Naturally, given the media presentation of the facts, much of the rhetoric has been hyperbolic. On December 19th, Vice-President Joe Biden called Julian Assange a “hi-tech terrorist.” Various politicians and pundits, striving to outdo each other, called for Assange to be assassinated or detained as an enemy combatant; some called for him to be tried for treason, even though he is not an American citizen.

The Justice Department began investigations into whether or not Assange and Wikileaks could be prosecuted under the 1917 Espionage Act. The Espionage Act, passed during the Wilson Adminstration, was used repeatedly to silence opposition to World War I, and was even used to imprison Eugene V. Debs, the Socialist Party candidate for President, who received almost a million votes while in prison during the 1920 elections. His sentence was later commuted by President Harding.

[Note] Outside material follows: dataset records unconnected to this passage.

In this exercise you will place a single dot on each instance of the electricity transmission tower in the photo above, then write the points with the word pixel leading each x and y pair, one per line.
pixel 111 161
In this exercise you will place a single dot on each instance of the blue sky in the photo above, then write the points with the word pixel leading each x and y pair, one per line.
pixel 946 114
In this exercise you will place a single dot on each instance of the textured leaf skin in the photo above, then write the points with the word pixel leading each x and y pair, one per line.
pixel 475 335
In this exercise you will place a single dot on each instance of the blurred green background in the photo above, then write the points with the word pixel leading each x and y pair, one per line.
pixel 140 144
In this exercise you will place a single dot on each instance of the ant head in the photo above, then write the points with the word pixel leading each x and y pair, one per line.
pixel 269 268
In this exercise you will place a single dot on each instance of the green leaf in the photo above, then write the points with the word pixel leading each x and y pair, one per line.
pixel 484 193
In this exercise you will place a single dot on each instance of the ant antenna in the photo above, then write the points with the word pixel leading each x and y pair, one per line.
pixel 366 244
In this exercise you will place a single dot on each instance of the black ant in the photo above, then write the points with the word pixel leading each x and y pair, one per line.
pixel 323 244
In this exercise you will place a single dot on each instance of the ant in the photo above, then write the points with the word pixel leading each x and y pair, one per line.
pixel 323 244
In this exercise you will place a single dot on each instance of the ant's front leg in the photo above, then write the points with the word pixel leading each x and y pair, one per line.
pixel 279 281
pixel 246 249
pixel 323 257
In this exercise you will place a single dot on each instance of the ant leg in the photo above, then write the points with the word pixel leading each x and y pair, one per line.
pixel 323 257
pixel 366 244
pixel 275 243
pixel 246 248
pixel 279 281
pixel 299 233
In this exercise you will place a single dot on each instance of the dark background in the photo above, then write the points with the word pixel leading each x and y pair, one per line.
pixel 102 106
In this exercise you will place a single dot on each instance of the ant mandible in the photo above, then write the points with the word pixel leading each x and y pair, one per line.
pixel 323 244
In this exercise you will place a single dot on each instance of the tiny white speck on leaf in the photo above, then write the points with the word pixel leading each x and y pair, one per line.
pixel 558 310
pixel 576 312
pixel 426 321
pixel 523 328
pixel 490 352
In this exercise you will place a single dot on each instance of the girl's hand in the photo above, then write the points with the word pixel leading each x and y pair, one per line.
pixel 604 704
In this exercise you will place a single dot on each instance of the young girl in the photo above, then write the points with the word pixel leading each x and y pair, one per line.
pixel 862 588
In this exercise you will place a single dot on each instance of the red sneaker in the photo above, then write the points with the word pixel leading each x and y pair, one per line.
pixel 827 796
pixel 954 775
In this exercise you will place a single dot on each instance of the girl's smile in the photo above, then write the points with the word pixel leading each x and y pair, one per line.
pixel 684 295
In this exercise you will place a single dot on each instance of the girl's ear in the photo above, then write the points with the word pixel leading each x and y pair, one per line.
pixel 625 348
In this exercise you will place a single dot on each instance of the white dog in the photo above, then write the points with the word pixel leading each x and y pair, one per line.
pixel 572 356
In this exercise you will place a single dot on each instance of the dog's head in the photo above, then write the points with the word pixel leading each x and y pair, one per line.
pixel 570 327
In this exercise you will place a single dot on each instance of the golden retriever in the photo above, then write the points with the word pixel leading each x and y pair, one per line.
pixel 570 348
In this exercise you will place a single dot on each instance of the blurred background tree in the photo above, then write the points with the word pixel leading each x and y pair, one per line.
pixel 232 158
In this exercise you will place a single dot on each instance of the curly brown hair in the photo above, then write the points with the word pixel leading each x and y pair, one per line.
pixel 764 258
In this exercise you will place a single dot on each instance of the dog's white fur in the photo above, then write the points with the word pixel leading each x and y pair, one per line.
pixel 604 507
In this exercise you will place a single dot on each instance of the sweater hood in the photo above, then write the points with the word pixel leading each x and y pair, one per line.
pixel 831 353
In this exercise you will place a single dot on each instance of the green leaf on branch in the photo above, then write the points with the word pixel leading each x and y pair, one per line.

It’s worth noting that the Espionage Act has not been used to prosecute a media defendant since World War II. The very fact that the Justice Department is considering prosecution suggests that it does not think of Wikileaks as a media organization engaged in journalism, but rather is framing the situation as one of hacking or sabotage, which, of course raises the question of how one should characterize Wikileaks’ partners, the New York Times, the Guardian, Le Monde, and El Pais.

My major focus here, however, is on infrastructure.

One of the most interesting elements of the Wikileaks story is how private power was used to hinder Wikileaks, and how governments encouraged the private parties who control important features of the digital infrastructure to assist in censoring Wikileaks. In other words, this is a story about the subtle and not-so-subtle relationships between public and private power in the digital age.

After a series of cyberattacks on its site, Wikileaks moved its operations to Amazon.com’s hosting services. Senator Joseph Leiberman of the Senate’s Homeland Security Committee, criticized Amazon for hosting Wikileaks. The State Department, without explicitly stating that Wikileaks itself had violated the law, suggested that it was in possession of unlawful information. Amazon then booted Wikileaks off its site on December 1st. On 4 December, Paypal cut off the account that WikiLeaks uses to collect donations, On December 6, Mastercard stooped making payments to Wikileaks, followed by Visa on December 7th. In each case, Wikileaks scrambled to find new facilities for hosting, domain name access, and financial payment systems. It had to: these online facilities are crucial parts of the infrastructure that make Wikileaks’ model of journalism possible.

The Obama administration ordered that Wikileaks be blocked on federal computers and that government employees not be permitted to access the site, leading to the interesting result that people who dealt with the government were more informed about the site and what it had disclosed than government officials themselves. The Washington Post, no doubt reflecting the views of government officials, wrote a story suggesting that even accessing the site or sites that discussed the cables could be hazardous for a security clearance or for the possibility of future government employment.

All of this played out just before Secretary of State Hillary Clinton gave a well-publicized lecture in January celebrating Internet freedom, the freedom to connect, and the importance of digital technologies in making information available in countries that had blocked their citizens’ access to vital information about the way that their governments worked. “[D]espite an intense campaign of government intimidation,” Clinton noted, without a hint of irony, “brave citizen journalists in Iran continue using technology to show the world and their fellow citizens what is happening inside their country. In speaking out on behalf of their own human rights, the Iranian people have inspired the world. And their courage is redefining how technology is used to spread truth and expose injustice.” When it came to Wikileaks exposing embarrassing facts about the American government, however, Secretary Clinton was far less enthusiastic about Internet freedom; indeed she argued in November that the disclosure of the diplomatic cables “is not just an attack on America — it's an attack on the international community.”